Luxembourg | Luxembourg, Tribunal administratif, 29 juin 2005, 19191


Tribunal administratif Numéro 19191 du rôle du Grand-Duché de Luxembourg Inscrit le 18 janvier 2005 Audience publique du 29 juin 2005 Recours formé par Monsieur …, … contre deux décisions en matière de nomination

JUGEMENT

Vu la requête inscrite sous le numéro 19191 du rôle et déposée au greffe du tribunal administratif le 18 janvier 2005 par Maître Jean-Marie BAULER, avocat à la Cour, inscrit au tableau de l’Ordre des avocats à Luxembourg, au nom de Monsieur …, attaché de Gouvernement, demeurant à L-…, tendant à la réformation, sinon à l’annulation

d’une décision du directeur de l’administration des Contributions directes du 23 décembre ...

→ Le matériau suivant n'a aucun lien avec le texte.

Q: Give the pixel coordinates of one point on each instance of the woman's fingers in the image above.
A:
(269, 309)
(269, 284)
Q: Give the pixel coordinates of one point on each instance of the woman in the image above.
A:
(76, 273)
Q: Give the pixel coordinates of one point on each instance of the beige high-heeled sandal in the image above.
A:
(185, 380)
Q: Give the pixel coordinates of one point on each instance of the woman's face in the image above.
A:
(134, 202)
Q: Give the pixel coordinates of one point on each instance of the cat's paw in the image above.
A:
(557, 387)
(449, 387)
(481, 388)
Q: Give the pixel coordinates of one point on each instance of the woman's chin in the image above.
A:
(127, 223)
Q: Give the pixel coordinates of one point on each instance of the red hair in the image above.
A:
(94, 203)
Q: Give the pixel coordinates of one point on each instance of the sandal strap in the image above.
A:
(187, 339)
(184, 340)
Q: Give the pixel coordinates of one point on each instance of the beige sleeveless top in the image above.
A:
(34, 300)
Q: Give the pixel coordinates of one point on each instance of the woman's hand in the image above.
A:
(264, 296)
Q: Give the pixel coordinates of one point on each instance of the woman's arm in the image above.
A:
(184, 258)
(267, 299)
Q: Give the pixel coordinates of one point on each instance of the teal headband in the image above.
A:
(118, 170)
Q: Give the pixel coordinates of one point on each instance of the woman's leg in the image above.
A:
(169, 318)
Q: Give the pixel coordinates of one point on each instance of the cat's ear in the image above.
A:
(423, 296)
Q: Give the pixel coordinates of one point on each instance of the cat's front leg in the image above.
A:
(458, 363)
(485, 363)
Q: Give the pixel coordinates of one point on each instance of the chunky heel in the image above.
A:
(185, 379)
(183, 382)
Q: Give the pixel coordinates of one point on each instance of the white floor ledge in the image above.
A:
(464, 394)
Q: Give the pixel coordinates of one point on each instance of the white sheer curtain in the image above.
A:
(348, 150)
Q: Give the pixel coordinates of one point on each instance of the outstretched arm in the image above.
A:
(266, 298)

Tribunal administratif Numéro 19191 du rôle du Grand-Duché de Luxembourg Inscrit le 18 janvier 2005 Audience publique du 29 juin 2005 Recours formé par Monsieur …, … contre deux décisions en matière de nomination

JUGEMENT

Vu la requête inscrite sous le numéro 19191 du rôle et déposée au greffe du tribunal administratif le 18 janvier 2005 par Maître Jean-Marie BAULER, avocat à la Cour, inscrit au tableau de l’Ordre des avocats à Luxembourg, au nom de Monsieur …, attaché de Gouvernement, demeurant à L-…, tendant à la réformation, sinon à l’annulation d’une décision du directeur de l’administration des Contributions directes du 23 décembre 2003 par laquelle sa demande de nomination au poste de chef de la division des Affaires Générales lui a été refusée, ainsi que contre une décision confirmative prise par le Gouvernement en conseil le 3 septembre 2004 ;

Vu le mémoire en réponse du délégué du Gouvernement déposé au greffe du tribunal administratif le 18 avril 2005 ;

Vu le mémoire en réplique déposé au greffe du tribunal administratif le 18 mai 2005 par Maître Jean-Marie BAULER au nom et pour le compte du demandeur ;

Vu les pièces versées en cause et notamment les décisions critiquées ;

Entendu le juge-rapporteur en son rapport, ainsi que Maître Jean-Marie BAULER et Monsieur le délégué du gouvernement Guy SCHLEDER en leurs plaidoiries respectives à l’audience publique du 20 juin 2005.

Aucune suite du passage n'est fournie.